Hay un delicado equilibrio entre lo numinoso y lo humano. Para ese poder divino religioso no dispone de un realismo mágico: “Había puesto ídolos en lugar de lo numinoso, pugnando con los que veía afuera de sus propios anhelos proyectándose en una escena viciada, reconociéndose en imágenes de lo post humano, Albees volvía al desamor de su infancia y ahora que imaginaba que el mundo lo quería, su voluntad de poder ocupaba un lugar demasiado grande”. Y luego nuevamente el desamor que viene de la infancia, “el ojo ciego en el huracán del desamparo”. Pero la trasciende. Este libro es un relámpago que electriza ese espacio temporal entre lo sereno y la tempestad: “El tiempo del desamor no significaba más que une relámpago. Era una historia tardía de un pasado sin dueño, en una dirección que no era suya, El amor no se evanece, ni es jactancioso, es benigno por eso no engendra venenos y todo lo embellece”. Lo que no es amor se alza como un viento que sopla como dominación, como manipulación de un humano sobre otro humano. Un castillo de naipes volándose con el viento del desierto, por eso para Ala: “No era poco el regalo, de esa vida nueva echando raíces capaces de soportar cualquier tormenta de arena”. Pero este relámpago entre amor y desamor no se reduce en el libro a “escenas de la vida conyugal”. Es más primigenio, es incluso anterior al Dios monoteísta y remite al plural: los dioses.

Si, como escribe Borges en su poema “Génesis”, “No sé cuando fui Caín/ y cuando fui Abel”, sólo un “amor comunitario” venido desde la noche de los tiempos será capaz de arreglárselas con está ambivalencia humana, demasiado humana. Como Lot ya no vale la pena mirar atrás, ni siquiera hay el riesgo de convertirse en estatua de sal. En el camino de la protagonista, cerca suyo, siempre habrá una fuente, un manantial, un oasis en el desierto. Nubes, desierto, arena, agua que baja del pico, puquial, el aliento del viento y alivio. Dejemos hablar al viento, dice Pound, es el paraíso; a veces domina, otras el aliento del viento es un alivio. Quiero decir, si entiendo aliento como anima para “vaciar los venenos del alma”.

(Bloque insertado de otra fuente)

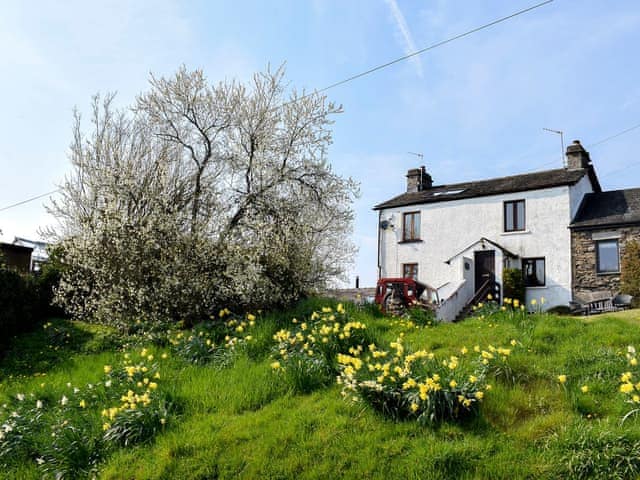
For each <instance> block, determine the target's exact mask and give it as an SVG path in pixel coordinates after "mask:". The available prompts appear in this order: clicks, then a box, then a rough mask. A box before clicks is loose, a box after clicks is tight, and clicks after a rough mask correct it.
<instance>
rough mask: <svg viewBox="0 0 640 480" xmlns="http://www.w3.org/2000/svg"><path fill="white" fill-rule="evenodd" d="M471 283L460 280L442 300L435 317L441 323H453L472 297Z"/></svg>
mask: <svg viewBox="0 0 640 480" xmlns="http://www.w3.org/2000/svg"><path fill="white" fill-rule="evenodd" d="M473 293H474V292H473V283H472V282H468V281H466V280H461V281H460V283H459V284H458V285H457V286H456V288H455V289H454V290H453V292H452V293H451V294H450V295H449V296H448V297H447V298H446V299H445V300H443V301H442V302H441V303H440V305H439V306H438V308H437V310H436V317H437V318H438V320H440V321H443V322H453V321H454V320H455V319H456V317H457V316H458V314H459V313H460V312H461V311H462V309H463V308H464V307H465V305H466V304H467V303H468V302H469V300H471V298H472V297H473Z"/></svg>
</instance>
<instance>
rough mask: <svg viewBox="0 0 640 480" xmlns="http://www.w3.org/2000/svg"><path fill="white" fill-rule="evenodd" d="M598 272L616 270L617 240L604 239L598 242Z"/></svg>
mask: <svg viewBox="0 0 640 480" xmlns="http://www.w3.org/2000/svg"><path fill="white" fill-rule="evenodd" d="M597 245H598V272H617V271H619V268H620V267H619V264H618V241H617V240H605V241H602V242H598V244H597Z"/></svg>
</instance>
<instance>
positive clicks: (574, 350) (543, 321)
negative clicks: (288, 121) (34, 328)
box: [0, 300, 640, 479]
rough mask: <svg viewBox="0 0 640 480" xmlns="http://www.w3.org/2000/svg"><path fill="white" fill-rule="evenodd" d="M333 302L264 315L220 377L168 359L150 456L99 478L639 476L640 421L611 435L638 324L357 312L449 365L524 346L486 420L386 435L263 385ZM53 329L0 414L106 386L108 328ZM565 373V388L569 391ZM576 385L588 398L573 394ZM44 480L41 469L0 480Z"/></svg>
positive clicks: (549, 476) (11, 391)
mask: <svg viewBox="0 0 640 480" xmlns="http://www.w3.org/2000/svg"><path fill="white" fill-rule="evenodd" d="M326 304H327V302H326V301H324V300H313V301H308V302H302V303H301V304H299V305H298V306H297V307H296V308H295V309H293V310H290V311H286V312H279V313H274V314H269V315H266V316H264V317H263V318H262V319H261V320H260V321H259V322H258V324H257V325H256V327H255V330H254V331H253V335H254V336H255V337H256V341H255V342H254V343H253V344H252V346H251V347H250V348H247V349H245V350H244V351H243V352H242V353H240V354H239V355H238V356H237V358H236V359H235V361H234V362H233V364H232V365H231V366H229V367H227V368H220V367H219V366H216V365H214V364H208V365H198V366H195V365H190V364H188V363H186V362H185V361H183V360H181V359H179V358H175V357H174V356H171V357H170V358H169V359H167V360H166V361H165V362H164V363H163V364H162V368H161V371H162V380H161V381H160V382H161V385H162V387H161V388H163V389H164V391H165V392H166V394H167V395H168V396H169V397H170V398H171V399H172V400H173V401H174V402H175V404H176V409H175V412H174V414H173V415H172V416H171V418H170V420H169V422H168V423H167V425H166V427H167V428H166V429H165V430H164V431H163V432H161V433H160V434H158V435H157V436H155V438H154V439H153V440H152V441H151V442H149V443H145V444H142V445H137V446H132V447H123V448H115V449H112V450H110V451H108V452H107V454H105V455H104V457H103V461H102V463H101V464H100V465H99V478H106V479H122V478H135V479H172V478H189V479H213V478H247V479H252V478H273V479H276V478H282V479H287V478H292V479H293V478H296V479H297V478H323V479H324V478H381V479H382V478H385V479H386V478H416V479H417V478H459V479H473V478H492V479H501V478H504V479H507V478H508V479H512V478H537V479H538V478H541V479H544V478H608V477H609V478H636V476H637V475H638V474H637V472H638V470H637V469H638V468H640V419H637V418H636V417H631V418H630V419H629V420H627V421H626V422H624V424H621V423H620V420H621V418H622V417H623V415H624V414H625V413H626V412H627V411H629V409H630V408H631V407H630V405H628V404H626V403H625V402H624V400H625V396H624V395H623V394H621V393H620V392H619V391H618V388H619V385H620V382H619V378H620V375H621V374H622V373H623V372H625V371H627V370H633V367H630V366H629V365H628V363H627V361H626V359H625V356H624V354H625V352H626V348H627V345H636V347H638V348H639V350H640V328H638V327H639V326H640V311H638V310H632V311H626V312H619V313H613V314H603V315H599V316H594V317H587V318H579V317H574V318H572V317H559V316H551V315H549V316H547V315H536V316H531V317H528V319H527V320H528V324H529V326H528V327H527V328H523V326H522V325H516V324H515V323H512V322H509V321H507V320H505V319H498V320H496V319H491V318H490V319H484V320H480V319H469V320H466V321H464V322H460V323H457V324H442V325H438V326H436V327H433V328H424V329H410V328H407V327H405V326H402V325H400V324H397V325H395V326H391V325H390V320H389V319H387V318H383V317H380V316H379V315H377V314H374V313H373V312H363V311H359V310H354V309H353V308H351V309H350V318H351V319H353V320H357V321H361V322H364V323H366V324H367V327H368V331H369V335H370V336H371V338H373V339H375V341H376V343H377V344H379V345H385V344H386V343H388V342H390V341H394V340H395V339H396V338H397V337H398V336H399V335H400V334H401V333H402V334H403V335H404V339H405V342H404V343H405V345H406V346H407V347H408V348H413V349H418V348H424V349H427V350H430V351H433V352H434V353H436V354H437V355H451V354H459V351H460V348H462V347H463V346H465V347H467V348H468V349H469V350H471V349H472V348H473V347H474V346H475V345H480V346H481V347H482V348H486V347H487V346H488V345H489V344H492V345H495V346H499V345H508V344H509V342H510V341H511V340H512V339H515V340H517V341H518V342H519V346H518V347H517V348H515V349H514V352H513V353H512V355H511V357H510V358H509V365H510V367H511V369H512V372H511V373H512V379H507V378H504V377H499V378H497V379H494V380H493V381H492V382H491V383H492V384H493V388H492V390H491V391H489V392H487V395H486V397H485V400H484V401H483V403H482V405H481V410H480V411H481V414H480V416H479V417H477V418H475V419H471V420H468V421H466V422H464V423H461V424H457V423H442V424H439V425H437V426H434V427H427V426H420V425H418V424H416V423H415V422H411V421H401V422H393V421H390V420H388V419H386V418H384V417H382V416H381V415H380V414H378V413H376V412H375V411H373V410H372V409H370V408H369V407H367V406H366V405H364V404H363V403H361V402H356V403H353V402H351V401H345V400H344V399H343V397H342V396H341V393H340V387H339V386H338V385H333V386H329V387H326V388H321V389H318V390H315V391H314V392H312V393H310V394H306V395H299V394H294V393H293V392H292V390H291V388H290V387H289V386H287V385H286V384H284V383H283V382H282V380H281V377H279V376H277V375H275V374H274V372H272V369H271V367H270V363H271V361H272V358H271V357H270V349H271V348H272V346H273V341H272V335H273V334H274V333H275V332H276V331H277V330H278V329H280V328H282V327H284V326H287V325H289V322H290V320H291V318H293V317H297V318H305V317H308V316H309V315H310V313H311V312H312V311H313V310H317V309H320V308H321V307H322V306H323V305H326ZM53 327H55V328H57V329H58V330H61V329H66V331H68V333H69V334H70V336H69V337H66V334H65V338H69V341H68V342H63V343H60V342H59V343H60V344H58V345H56V346H57V347H58V348H57V349H56V346H52V347H50V344H51V341H52V338H54V337H52V335H51V334H50V332H48V331H47V330H48V329H43V330H42V331H38V332H34V333H32V334H29V335H25V336H22V337H20V338H19V339H18V340H17V342H16V343H15V345H14V347H13V349H12V350H11V351H10V352H9V353H8V355H7V356H6V358H4V359H3V360H2V361H0V404H1V403H3V402H8V401H10V399H11V398H12V397H15V395H16V394H17V393H28V392H34V393H36V395H38V396H43V397H44V398H51V399H52V401H53V399H56V398H59V397H60V396H61V395H63V394H64V392H65V391H67V390H66V389H68V387H67V383H68V382H71V383H72V384H73V385H78V386H81V385H85V384H86V383H92V382H93V383H95V382H99V381H100V378H102V374H103V372H102V368H103V365H105V364H114V365H115V364H117V363H118V361H119V360H120V359H121V358H122V355H123V353H122V351H120V350H119V349H118V348H115V345H116V344H117V342H115V340H114V338H113V337H114V335H113V332H110V331H109V330H108V329H104V328H101V327H96V326H91V325H88V324H83V323H77V322H76V323H72V322H66V321H64V320H54V321H53ZM54 339H55V338H54ZM58 340H59V339H58ZM58 340H56V341H58ZM139 348H141V347H139ZM155 351H157V352H158V353H160V352H163V351H165V350H164V349H159V348H158V347H156V348H155ZM43 374H44V375H43ZM560 374H565V375H567V377H568V380H567V383H566V384H565V385H564V386H562V385H560V383H559V382H558V379H557V377H558V375H560ZM638 380H640V377H639V378H636V379H635V381H638ZM42 383H44V384H45V386H44V387H42V386H41V384H42ZM583 385H587V386H588V387H589V391H588V393H582V392H581V391H580V387H581V386H583ZM33 460H35V459H33ZM634 469H635V470H634ZM41 476H42V473H41V472H40V471H39V470H38V469H37V468H36V466H35V462H31V463H26V464H24V463H23V464H20V465H14V466H12V467H10V468H9V469H8V470H5V471H0V478H25V479H29V478H33V479H35V478H41Z"/></svg>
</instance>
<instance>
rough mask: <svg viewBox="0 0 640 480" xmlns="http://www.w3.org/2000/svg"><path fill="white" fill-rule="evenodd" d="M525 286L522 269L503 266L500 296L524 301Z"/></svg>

Quizás todo el libro de Violeta Percia esté atravesado la pregunta del poema de Oscar Wilde: La balada de la cárcel de Reading: “¿Por qué será que los hombres matan lo que aman? ¿Por qué será?”. En las últimas páginas, Alas anota sus poemas en una hoja de papel que era la última que le queda. Me pregunto con ella: ¿Cuántos granos de arena cabrían en una página? Las palabras no se sostienen igual escritas en la arena o en el papel. Pero eso no les quita su condición pasajera. Como nubes, las palabras asoman para volver a ocultarse. Pero queda la lengua en la que son escritas: “Lengüecita de abeja”. Miel y trabajo poético. Así, el libro, echa raíces capaces de soportar más de una tormenta de arena.